I am morbidly fascinated by Spains coastal ‘build ups'(!), so I chose a route which took me as close to the coast as possible but kept to the suburban roads rather than the A roads. This meant a couple of sections of ‘unknown’ to join the built-up areas. Arenal, which was to the seaside of Xabia had a pleasant beach-side cycle path and certainly wasn’t in the Benidorm league of ‘built up’, although you certainly couldn’t describe it as quaint. I left the sea-front and climbed the headland between Arenal and Moraira, passing large well kept houses and gardens. I was certainly in no danger of bumping into Madge from Benidorm here.
At the top of the hill my route -finding luck ran-out and I found myself in the middle of a burned out apocalyptic landscape, made up of jagged limestone pavement and scorched trees. The track was unrideable on the uphill sections and exhausting on the down’s, but I could see where I was trying to get to, even if it took me half an hour to get there! I couldn’t determine whether is was fire-damaged or destined for more development, but I was certainly witnessing a land in some kind of transition. I eventually made it back to tarmac and along a mix of pretty country lanes and urban sprawl to the picturesque cove of El Portet and on to Moraira for a well deserved ‘cania de cerveza’. Moraira has a little port and an old town and is like Calpe’s rich relative. I sat at a restaurant overlooking the port nursing my beer and eating the salty nuts and corn thoughtfully provided. This was the last ride of the holiday and as I rode the familiar roller-coaster road back to Calpe, it felt like an old friend and for all my mis-givings about this stretch of coast, I didn’t want to leave so soon.

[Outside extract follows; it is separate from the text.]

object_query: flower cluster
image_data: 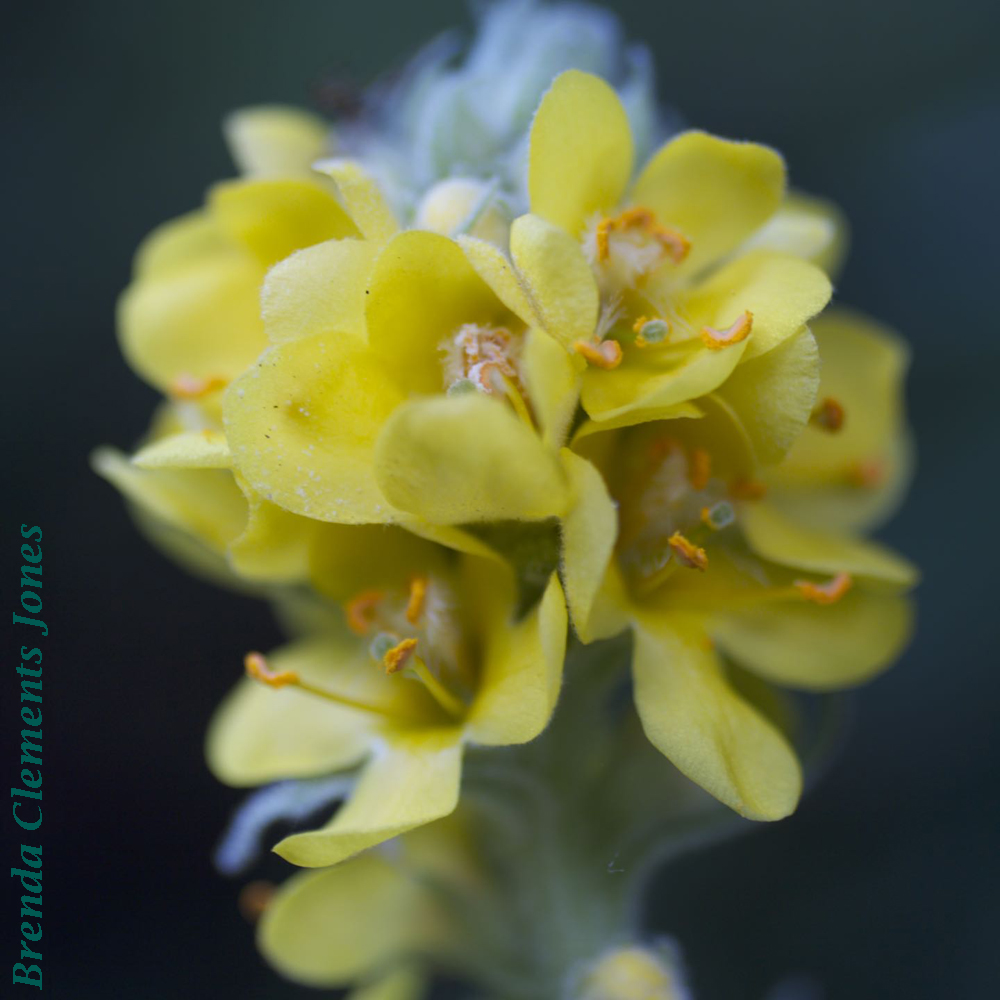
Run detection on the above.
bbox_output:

Verdict: A very enjoyable day out. Calpe is not classic adventure road-riding country because it is mobbed with Rapha-clad roadies checking their PR’s, VO2’s and Strava segments, not to mention checking everybody else’s ‘lever length’ and ‘climbing tackle’ (nothing is sacred nowadays!). Having said that, wherever you go there is always ‘a ride less ordinary’.
Strava Results.
I confess to getting swept up in the world or Strava segments and couldn’t help checking my stats when I returned. Here is what I found!
Segment name: Carrer Caravaggio, Climb 31 (aka the apocalyptic section) I was Queen of the Mountains, by virtue of being the only women to have attempted it (on Strava). 64 attempts have been made to date and I come in at number 58. It took me 25 mins (including a photo shoot). The fastest man did it in 10 mins and the slowest (who happens to be called Wim van Wever) did it in 52 mins.
To anybody out there who is worried about my adventure biking spirit, I joined Strava so that I could use Relive.cc, a piece of software that replays your days efforts in 3D. That’s where the grooming begins ……
(Post script. I have already been cruelly stripped of my QOM …..ho hum!)